I let her free in everything what she does... but I think it's acceptable that she aswell spends some time with me ...right? whenever she is ready.... 

tips, sugestions please!


----------



## Chris Taylor (Jul 22, 2010)

Planning is key.

My wife and I have a steady date to walk together every Saturday morning. rain or shine. We also plan one movie per month, assuming there is a movie we want to see. if there isn't, we agree on a rental and set aside a Sunday afternoon.

Unless a kid's arm is falling off, the plans can not be canceled.


----------



## Crypsys (Apr 22, 2010)

My wife and I have a firm every other night at least 1 hour us time. We go into our room and lock the door. Our kiddos (we have 3 with a 4th on the way) know that unless the world is coming to an end they are to leave us alone. That has strengthened our marriage on so many different levels. One thing that will help with intimacy is spend that time together nude. You don't have to have sex each time, but just spend it holding each other in the nude. You don't HAVE to do it that way, but it's just an option.
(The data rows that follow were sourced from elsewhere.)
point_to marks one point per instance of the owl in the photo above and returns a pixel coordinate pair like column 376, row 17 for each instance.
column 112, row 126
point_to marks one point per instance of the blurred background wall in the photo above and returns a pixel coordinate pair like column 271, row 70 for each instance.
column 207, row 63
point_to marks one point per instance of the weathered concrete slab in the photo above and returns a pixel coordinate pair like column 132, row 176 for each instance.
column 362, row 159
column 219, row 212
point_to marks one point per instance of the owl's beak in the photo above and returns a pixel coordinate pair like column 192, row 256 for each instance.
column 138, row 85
Remember, your kids will generally only live with you for 18 years or so. Your wife/husband will live with you even when the kids are gone. If your relationship is not strong now, once the kids go it will be like living with a roommate! 
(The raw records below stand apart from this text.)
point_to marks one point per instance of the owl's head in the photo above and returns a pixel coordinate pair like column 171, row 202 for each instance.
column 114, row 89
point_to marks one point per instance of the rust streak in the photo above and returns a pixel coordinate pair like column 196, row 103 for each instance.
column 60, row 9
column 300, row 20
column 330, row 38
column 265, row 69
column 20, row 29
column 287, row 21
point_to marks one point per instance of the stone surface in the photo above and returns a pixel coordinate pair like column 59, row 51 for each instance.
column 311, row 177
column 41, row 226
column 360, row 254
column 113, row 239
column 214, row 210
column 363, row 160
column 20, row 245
We also go out once a month on a date together. Sometimes we go out with friends, sometimes we go out alone. But it's important yall get out without the kids once in a while!


----------



## BrooksPublicationCom (Jun 29, 2010)

Hi,

The main relationship that children see 
as they grow up is the relationship between
their mom and dad.

Children see how their parents relate to 
one another and they will model more of 
what their parents do than what their 
parents say to them.

My wife and I made a commitment to have a 
strong family life but to accomplish this we
had to have a strong husband and wife life.
Everything else would flow from our primary
relationship as husband and wife.

To have a strong marriage means that you have 
to spend some time with just each other.Marrige
is an investment of time,emotionals and
commitment.

Not only have my wife and I benefited form this
investment but our children,family and friends 
have benefited.

One of the most important things that a husband 
and wife can give to each other is the gift of 
time.

The Very Best To You,
Brooks


----------



## BigBadWolf (Nov 30, 2009)

Chris Taylor said:


> Planning is key.


There is nothing else really needing to be said. 
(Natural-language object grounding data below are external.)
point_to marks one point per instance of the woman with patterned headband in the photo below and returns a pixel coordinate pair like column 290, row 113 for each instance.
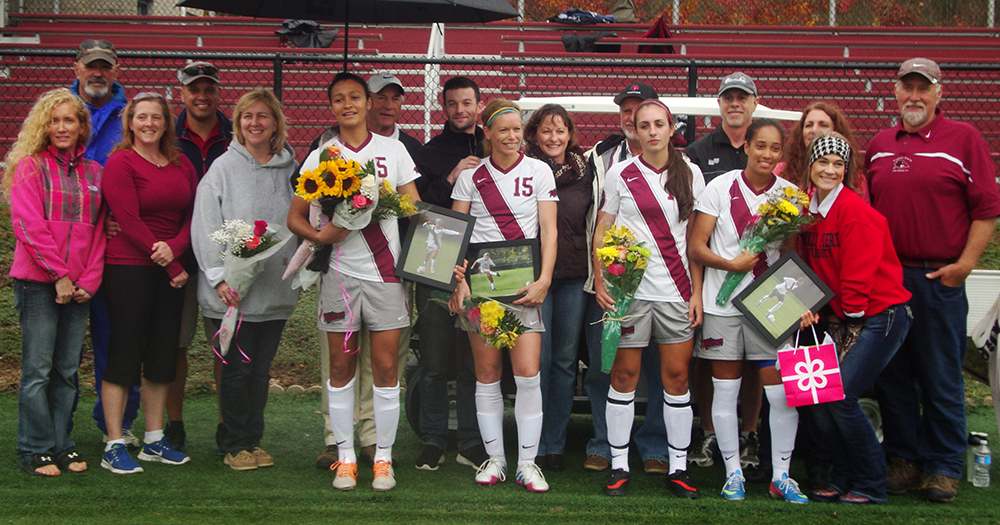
column 512, row 197
column 850, row 249
column 149, row 187
column 653, row 195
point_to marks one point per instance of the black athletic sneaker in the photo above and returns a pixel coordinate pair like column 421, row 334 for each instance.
column 430, row 457
column 617, row 483
column 175, row 434
column 680, row 485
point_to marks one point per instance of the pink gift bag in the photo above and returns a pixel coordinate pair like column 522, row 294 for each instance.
column 811, row 374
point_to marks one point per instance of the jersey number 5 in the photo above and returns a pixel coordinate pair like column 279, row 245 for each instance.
column 522, row 187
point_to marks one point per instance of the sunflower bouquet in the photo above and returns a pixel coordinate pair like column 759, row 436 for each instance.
column 782, row 216
column 494, row 321
column 624, row 262
column 346, row 191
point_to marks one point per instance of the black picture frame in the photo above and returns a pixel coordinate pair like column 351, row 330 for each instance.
column 765, row 302
column 518, row 263
column 418, row 262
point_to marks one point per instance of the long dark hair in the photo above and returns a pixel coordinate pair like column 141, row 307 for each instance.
column 797, row 151
column 680, row 178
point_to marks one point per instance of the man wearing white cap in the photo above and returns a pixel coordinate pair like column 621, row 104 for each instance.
column 933, row 179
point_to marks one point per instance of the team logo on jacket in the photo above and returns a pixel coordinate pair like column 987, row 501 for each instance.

In this scenario, it's all planning.

I wish you well.


----------



## Antonius (Aug 21, 2010)

aaaah, I almost drooled when I saw the tips... 

when I ask her to have a quiet time with me ....she usually say's "no" ....yeah once in 2 weeks I ask her out ....for a dinner or a movie... and I really look forward to that...

but it's not enough for me.... I see she is happy what she has now... she ain't complaining... but I'm not happy! I wish I could just deal with the situation and relax... sigh!


----------



## turnera (Jan 22, 2010)

You need to communicate better about how important it is to you, you need to ask her what she's getting from all that interaction that she can't get from you, and you need to make time with you more appealing than time with neighbors.


----------



## Susan2010 (Apr 19, 2010)

Number one, it sounds like your wife needs to feel important. Number two, it sounds like she needs a sense of accomplishment.

You, on the other hand, need time with your wife.

Because of how she is, what you want sounds demanding of her as your wife than it is fulfilling to her as a person. 

One possible solution is to find something to do that you can both enjoy. It might not always be quiet or intimate or just the two of you around. There are more things to do than a movie or a walk. I know you enjoy those things but if you get involved with things she likes to do, she may rediscover how much she enjoys your company and become more open to spending quiet and intimate times with you. I like going to movies and walks like you do, but I also enjoy kicking my husband's butt in Scrabble. And yes, I like the time we spend together when he beats me at other things. The thing is, your wife may not be ready to slow her mind down just because you want her to. So challenge her sometimes. Excite her sometimes. And take her to the movies sometimes.


----------